A naked street...

Tuesday 06 Sep 2011

Australian architects rejuvenate the Geelong Railway Station precinct

Trainshed Way is an urban renewal project that has reinvigorated the Geelong Railway Station precinct by introducing a new street which reorients the station precinct towards the heritage building facade, framing it as the central focal point. This forms a strategic visual and physical connection between the station and the Geelong foreshore.

The design incorporates a ‘naked street' concept, replacing the need for traditional vehicle carriageway cues, such as kerbs and line marking, with more intuitive, pedestrian focused interventions including street furniture, bollards and street trees. The permeability of the station is now open and flexible encouraging commuters to move safely through the precinct, eliminating potential conflicts between pedestrians, cyclists, cars, buses and taxis. A striking and evocative fence defines the southern boundary providing a secure frontage to the police station and compound.
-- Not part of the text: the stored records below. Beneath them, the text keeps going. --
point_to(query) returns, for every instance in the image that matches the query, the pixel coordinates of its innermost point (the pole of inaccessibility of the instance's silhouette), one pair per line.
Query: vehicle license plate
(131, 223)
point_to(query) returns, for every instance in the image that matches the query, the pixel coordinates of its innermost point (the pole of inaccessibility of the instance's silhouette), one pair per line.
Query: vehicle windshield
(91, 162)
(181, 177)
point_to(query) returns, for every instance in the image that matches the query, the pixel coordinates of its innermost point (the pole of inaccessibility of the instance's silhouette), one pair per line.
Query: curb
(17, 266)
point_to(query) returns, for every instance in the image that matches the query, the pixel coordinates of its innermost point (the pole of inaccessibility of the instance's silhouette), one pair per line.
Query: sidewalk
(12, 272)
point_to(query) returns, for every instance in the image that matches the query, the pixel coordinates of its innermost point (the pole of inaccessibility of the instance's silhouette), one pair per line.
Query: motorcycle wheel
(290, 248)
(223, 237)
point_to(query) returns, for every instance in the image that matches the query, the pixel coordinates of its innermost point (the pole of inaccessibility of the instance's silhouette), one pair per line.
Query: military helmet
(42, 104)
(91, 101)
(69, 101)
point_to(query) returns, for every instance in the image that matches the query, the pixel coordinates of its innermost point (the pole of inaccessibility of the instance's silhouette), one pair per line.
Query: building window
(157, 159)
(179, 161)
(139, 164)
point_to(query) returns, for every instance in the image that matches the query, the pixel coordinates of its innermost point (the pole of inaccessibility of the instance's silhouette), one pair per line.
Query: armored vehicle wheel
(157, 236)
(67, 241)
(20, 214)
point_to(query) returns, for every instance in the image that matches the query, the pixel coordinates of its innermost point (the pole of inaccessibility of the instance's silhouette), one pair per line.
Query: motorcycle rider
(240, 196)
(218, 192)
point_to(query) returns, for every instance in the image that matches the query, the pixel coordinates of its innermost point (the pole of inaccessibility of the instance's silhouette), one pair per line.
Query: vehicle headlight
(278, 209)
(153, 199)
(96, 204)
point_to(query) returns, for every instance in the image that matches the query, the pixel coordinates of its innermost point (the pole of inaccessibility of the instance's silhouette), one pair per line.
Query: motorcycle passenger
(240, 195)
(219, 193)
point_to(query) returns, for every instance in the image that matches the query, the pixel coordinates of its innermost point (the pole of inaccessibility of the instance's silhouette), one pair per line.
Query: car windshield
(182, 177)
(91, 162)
Water sensitive urban design initiatives in the car park medians treat stormwater runoff, while providing an opportunity for tree planting to offer shade and operate as a scaling device in the landscape.

The street exhibits a dramatic stone patterning throughout its length, using the pattern as a tool to subtly articulate the shared zones of the streetscape. The pattern is created by off-setting stone slabs to create a repeating interplay between three types, colours and sizes of stone to blur the traditional delineation between pedestrian, parking and thoroughfare zones. The use of this tessellated aesthetic also makes reference to the polychromatic Victorian brickwork of the station building.

The regeneration of this former car park has created a lively urban environment, creating public spaces for mingling and meeting and improved amenity for all commuters. This is the first project to be completed within the wider precinct and consequently sets a high precedent for the future projects to come.